1. Figure Out Who Your Customer Is and How to Talk to Them
Like I said at the beginning, conversational copy is just writing about your business the way you talk about it. For your copy to create customers, you need to know who your target customer is and how to talk to them.
Consider the examples mentioned above: Trello can’t talk to their customers the way Cards Against Humanity do, but they are both examples of conversational copy that suit their audience. You just need to figure out who your audience is and how to talk to them before you start writing.
2. Know What You Want to Say, and Say It Simply
Whether you’re a bank trying to sell a new savings account or a water sports company selling kayak tours, your writing should answer these main questions in an easy-to-read and accessible format. Who are you? What you are offering and how does it help them? Why should they become a customer? How can they access your service?

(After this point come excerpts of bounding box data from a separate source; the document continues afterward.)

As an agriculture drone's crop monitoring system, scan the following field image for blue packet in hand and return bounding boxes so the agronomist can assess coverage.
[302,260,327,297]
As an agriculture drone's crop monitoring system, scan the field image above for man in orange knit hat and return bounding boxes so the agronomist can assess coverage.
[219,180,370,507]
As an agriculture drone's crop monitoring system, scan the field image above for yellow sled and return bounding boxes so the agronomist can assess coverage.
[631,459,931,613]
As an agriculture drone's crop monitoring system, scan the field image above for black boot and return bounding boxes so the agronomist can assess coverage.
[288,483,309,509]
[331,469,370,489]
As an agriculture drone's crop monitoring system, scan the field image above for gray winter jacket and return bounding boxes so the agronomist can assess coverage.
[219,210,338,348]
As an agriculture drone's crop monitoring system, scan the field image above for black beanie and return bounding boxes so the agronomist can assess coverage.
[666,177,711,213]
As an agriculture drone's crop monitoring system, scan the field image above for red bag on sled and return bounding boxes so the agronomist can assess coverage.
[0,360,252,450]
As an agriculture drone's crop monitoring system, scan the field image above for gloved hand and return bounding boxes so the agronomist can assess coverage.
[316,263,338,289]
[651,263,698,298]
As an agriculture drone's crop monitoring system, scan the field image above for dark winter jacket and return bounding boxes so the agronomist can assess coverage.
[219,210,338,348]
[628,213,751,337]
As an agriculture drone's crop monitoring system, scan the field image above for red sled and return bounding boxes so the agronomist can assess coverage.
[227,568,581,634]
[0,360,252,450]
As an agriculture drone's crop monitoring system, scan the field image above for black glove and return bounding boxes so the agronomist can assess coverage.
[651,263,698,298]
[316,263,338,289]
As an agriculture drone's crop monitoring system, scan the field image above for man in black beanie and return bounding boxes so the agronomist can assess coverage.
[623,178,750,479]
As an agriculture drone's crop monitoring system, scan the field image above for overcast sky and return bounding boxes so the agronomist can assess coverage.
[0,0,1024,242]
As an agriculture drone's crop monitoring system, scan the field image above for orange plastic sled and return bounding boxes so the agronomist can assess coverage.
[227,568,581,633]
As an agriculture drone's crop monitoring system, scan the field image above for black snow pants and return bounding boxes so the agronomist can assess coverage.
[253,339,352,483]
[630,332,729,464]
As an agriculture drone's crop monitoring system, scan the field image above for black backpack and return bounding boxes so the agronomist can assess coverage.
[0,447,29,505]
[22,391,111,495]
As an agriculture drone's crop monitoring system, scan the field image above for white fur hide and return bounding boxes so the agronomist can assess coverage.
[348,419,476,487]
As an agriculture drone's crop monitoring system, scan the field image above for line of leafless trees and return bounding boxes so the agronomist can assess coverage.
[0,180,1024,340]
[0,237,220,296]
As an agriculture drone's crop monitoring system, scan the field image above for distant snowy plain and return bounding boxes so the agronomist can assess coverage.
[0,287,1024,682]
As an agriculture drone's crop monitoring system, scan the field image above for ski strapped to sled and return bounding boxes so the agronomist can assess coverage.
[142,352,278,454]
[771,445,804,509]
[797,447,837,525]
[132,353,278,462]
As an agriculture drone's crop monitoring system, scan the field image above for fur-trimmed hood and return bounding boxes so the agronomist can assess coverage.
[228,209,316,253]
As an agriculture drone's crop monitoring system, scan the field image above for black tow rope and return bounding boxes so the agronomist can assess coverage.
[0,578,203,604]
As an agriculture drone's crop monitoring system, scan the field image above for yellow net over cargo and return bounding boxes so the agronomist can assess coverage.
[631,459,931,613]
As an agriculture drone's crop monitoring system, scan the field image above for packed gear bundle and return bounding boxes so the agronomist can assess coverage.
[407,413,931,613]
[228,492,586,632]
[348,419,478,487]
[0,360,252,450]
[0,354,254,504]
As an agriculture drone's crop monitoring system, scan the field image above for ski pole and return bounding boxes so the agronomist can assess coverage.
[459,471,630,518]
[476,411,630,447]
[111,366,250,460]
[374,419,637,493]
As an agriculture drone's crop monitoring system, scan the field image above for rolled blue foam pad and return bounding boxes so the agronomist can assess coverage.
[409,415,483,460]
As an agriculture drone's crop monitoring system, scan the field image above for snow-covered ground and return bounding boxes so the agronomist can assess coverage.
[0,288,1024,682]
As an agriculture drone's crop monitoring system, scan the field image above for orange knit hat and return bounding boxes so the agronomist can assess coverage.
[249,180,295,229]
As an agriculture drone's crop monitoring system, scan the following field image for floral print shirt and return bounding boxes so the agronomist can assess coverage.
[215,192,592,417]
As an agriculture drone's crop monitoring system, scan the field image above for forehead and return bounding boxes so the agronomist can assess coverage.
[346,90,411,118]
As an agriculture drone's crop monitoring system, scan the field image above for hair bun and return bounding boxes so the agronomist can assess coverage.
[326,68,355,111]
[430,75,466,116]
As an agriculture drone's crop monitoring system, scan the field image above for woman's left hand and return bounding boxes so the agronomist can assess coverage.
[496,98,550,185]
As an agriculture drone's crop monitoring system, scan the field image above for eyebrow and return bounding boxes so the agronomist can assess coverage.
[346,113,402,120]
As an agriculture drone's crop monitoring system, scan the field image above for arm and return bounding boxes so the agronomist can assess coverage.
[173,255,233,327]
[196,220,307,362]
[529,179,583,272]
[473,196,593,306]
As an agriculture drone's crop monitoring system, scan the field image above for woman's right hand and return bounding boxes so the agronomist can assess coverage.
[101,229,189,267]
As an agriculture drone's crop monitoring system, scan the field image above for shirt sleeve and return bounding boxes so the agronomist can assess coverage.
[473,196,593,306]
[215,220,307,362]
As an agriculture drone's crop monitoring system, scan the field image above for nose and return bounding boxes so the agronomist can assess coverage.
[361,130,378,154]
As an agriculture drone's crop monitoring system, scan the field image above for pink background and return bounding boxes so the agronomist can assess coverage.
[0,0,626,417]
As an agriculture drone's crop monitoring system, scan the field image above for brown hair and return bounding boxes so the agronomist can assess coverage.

If you’re writing answers to these questions in a short and simple format, then you’re well on your way to creating engaging, conversational copy for your customers.
3. Hire a writer or Get Better at It Yourself
If you don’t have an in-house marketing team or an agency that handles your brand, then hiring a freelance writer is a great way to introduce conversational copy into your business.
Or, if you like writing and have the time, the internet is full of resources to help you learn more about conversational copy and how to write it. I recommend The Practical Guide to Writing Conversational Copy from ProBlogger, and the HotCopy podcast featuring Vikki Ross that discusses all things conversational copywriting.